The ubiquitously expressed phosphatidylinositol binding clathrin assembly (PICALM) protein associates with the plasma membrane, binds clathrin, and plays a role in clathrin-mediated endocytosis. Alterations of the human PICALM gene are present in aggressive hematopoietic malignancies, and genome-wide association studies have recently linked the PICALM locus to late-onset Alzheimer's disease. Inactivating and hypomorphic Picalm mutations in mice cause different degrees of severity of anemia, abnormal iron metabolism, growth retardation and shortened lifespan. To understand PICALM's function, we studied the consequences of PICALM overexpression and characterized PICALM-deficient cells derived from mutant fit1 mice. Our results identify a role for PICALM in transferrin receptor (TfR) internalization and demonstrate that the C-terminal PICALM residues are critical for its association with clathrin and for the inhibitory effect of PICALM overexpression on TfR internalization.
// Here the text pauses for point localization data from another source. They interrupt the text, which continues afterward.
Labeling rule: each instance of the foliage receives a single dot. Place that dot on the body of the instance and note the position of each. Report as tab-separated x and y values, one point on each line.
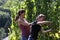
50	8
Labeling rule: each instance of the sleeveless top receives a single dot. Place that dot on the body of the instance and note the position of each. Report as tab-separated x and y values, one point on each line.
34	30
25	30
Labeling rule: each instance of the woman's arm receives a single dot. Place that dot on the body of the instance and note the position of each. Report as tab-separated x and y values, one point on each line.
23	23
44	22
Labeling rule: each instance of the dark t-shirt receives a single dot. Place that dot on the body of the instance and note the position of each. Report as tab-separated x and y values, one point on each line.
34	30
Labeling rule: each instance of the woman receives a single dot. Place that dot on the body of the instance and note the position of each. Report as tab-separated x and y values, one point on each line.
23	24
37	26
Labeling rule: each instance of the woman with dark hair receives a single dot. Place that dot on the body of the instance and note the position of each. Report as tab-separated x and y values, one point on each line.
37	26
23	24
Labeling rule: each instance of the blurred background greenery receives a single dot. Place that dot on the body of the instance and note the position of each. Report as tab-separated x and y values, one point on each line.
9	9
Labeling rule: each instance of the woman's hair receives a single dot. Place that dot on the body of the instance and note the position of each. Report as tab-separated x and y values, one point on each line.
19	13
40	15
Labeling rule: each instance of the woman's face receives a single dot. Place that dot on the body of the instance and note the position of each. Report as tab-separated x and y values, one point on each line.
22	15
41	18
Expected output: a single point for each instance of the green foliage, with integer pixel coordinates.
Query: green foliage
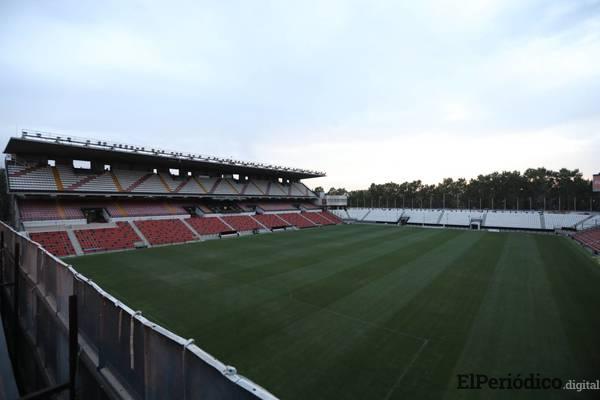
(536, 188)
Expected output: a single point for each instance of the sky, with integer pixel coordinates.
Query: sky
(367, 91)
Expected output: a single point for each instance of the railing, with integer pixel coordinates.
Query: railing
(122, 354)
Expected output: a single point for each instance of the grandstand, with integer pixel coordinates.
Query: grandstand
(77, 196)
(355, 303)
(476, 219)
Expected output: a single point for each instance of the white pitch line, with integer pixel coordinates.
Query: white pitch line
(412, 361)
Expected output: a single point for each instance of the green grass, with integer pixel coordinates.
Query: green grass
(373, 312)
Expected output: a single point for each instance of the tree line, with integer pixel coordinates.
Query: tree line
(535, 189)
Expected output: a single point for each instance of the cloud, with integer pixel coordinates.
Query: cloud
(366, 91)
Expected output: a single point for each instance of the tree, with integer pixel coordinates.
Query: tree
(536, 188)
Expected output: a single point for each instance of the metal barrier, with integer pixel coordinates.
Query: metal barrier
(122, 354)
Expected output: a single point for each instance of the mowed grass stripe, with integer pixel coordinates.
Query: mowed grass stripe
(499, 339)
(574, 279)
(376, 312)
(443, 312)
Murine embryonic fibroblasts (MEFs) that are deficient in PICALM display several characteristics of iron deficiency (increased surface TfR expression, decreased intracellular iron levels, and reduced cellular proliferation), all of which are rescued by retroviral PICALM expression. The proliferation defect of cells that lack PICALM results, at least in part, from insufficient iron uptake, since it can be corrected by iron supplementation. Moreover, PICALM-deficient cells are particularly sensitive to iron chelation. Taken together, these data reveal that PICALM plays a critical role in iron homeostasis, and offer new perspectives into the pathogenesis of PICALM-associated diseases.

Figure 1. The carboxy-terminal 69 amino acids of PICALM are essential for binding clathrin and interfering with TfR endocytosis.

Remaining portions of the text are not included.